Intermittent Fasting on Cancer: An Update

Intermittent fasting (IF) has garnered considerable interest as a dietary intervention with potential therapeutic benefits for various medical conditions, particularly cancer. This review provides a comprehensive update on the effects of IF on cancer, emphasizing its impact on metabolic, hormonal, and cellular mechanisms. IF has been shown to improve glycemic control and reduce liver enzyme levels in patients with non-alcoholic fatty liver disease (NAFLD), suggesting a reduction in liver cancer risk. It can significantly reduce tumor growth and enhance apoptosis in breast cancer by lowering insulin-like growth factor 1 (IGF-1) levels. In patients with polycystic ovary syndrome (PCOS), IF offers superior metabolic and hormonal regulation, potentially lowering cancer risk. IF mitigates chemotherapy-related toxicities, thereby improving patient quality of life. It modulates metabolic pathways, reduces inflammation, and enhances drug delivery in cancer therapy. Personalized dietary strategies, including IF and ketogenic diets, are crucial in cancer care. IF also benefits liver conditions by reducing inflammation and fibrosis, preventing the progression to hepatocellular carcinoma.
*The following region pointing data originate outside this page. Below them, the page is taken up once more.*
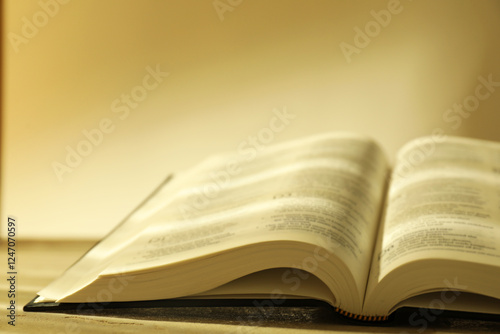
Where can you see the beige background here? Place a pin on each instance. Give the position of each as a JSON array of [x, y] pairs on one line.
[[225, 79]]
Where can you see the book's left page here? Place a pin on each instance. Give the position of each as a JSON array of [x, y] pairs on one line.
[[278, 206]]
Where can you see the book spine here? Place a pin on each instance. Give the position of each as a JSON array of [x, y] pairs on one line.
[[360, 317]]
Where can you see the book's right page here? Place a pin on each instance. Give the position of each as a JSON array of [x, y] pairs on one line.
[[441, 227]]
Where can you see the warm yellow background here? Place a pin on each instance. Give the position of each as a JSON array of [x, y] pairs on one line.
[[225, 79]]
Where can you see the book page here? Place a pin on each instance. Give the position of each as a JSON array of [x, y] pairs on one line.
[[325, 191], [444, 202]]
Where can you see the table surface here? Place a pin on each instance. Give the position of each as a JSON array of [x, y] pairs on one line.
[[40, 262]]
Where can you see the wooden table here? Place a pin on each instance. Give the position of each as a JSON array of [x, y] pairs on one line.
[[39, 262]]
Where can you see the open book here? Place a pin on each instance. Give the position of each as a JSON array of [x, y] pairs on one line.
[[321, 218]]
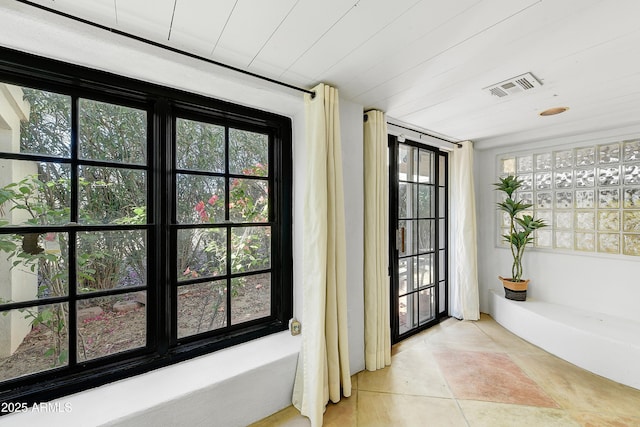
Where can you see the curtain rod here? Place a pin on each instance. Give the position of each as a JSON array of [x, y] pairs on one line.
[[426, 134], [165, 47], [417, 131]]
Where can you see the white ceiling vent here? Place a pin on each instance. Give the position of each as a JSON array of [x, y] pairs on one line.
[[514, 85]]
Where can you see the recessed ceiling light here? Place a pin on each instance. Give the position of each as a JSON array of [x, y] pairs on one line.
[[554, 111]]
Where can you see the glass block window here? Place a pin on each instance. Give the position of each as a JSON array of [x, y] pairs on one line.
[[589, 196]]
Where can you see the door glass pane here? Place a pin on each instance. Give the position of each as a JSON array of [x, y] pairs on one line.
[[407, 311], [426, 168], [407, 163], [202, 307], [442, 202], [199, 146], [426, 235], [426, 201], [410, 237], [425, 274], [419, 213], [407, 206], [426, 305], [405, 276], [248, 153], [112, 133]]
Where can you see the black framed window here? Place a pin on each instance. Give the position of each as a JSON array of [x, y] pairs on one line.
[[139, 226]]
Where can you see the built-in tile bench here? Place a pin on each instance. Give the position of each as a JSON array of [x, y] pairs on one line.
[[606, 345], [231, 387]]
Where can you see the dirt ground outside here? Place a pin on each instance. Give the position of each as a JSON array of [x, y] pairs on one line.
[[103, 330]]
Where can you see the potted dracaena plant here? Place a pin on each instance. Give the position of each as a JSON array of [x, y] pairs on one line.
[[521, 227]]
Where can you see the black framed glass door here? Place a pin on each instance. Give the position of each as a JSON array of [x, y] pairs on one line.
[[419, 230]]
In obesity-induced triple-negative breast cancer, IF disrupts critical processes involved in cancer progression. In addition, aligning IF with circadian rhythms has shown promise in treating lung cancer. Patient perspectives reveal that IF is feasible and acceptable, improving treatment adherence and quality of life. Overall, IF represents a multifaceted approach to cancer prevention and therapy. This review advocates for further research to establish standardized guidelines for implementing IF in oncology, aiming to develop more effective and holistic cancer treatment strategies.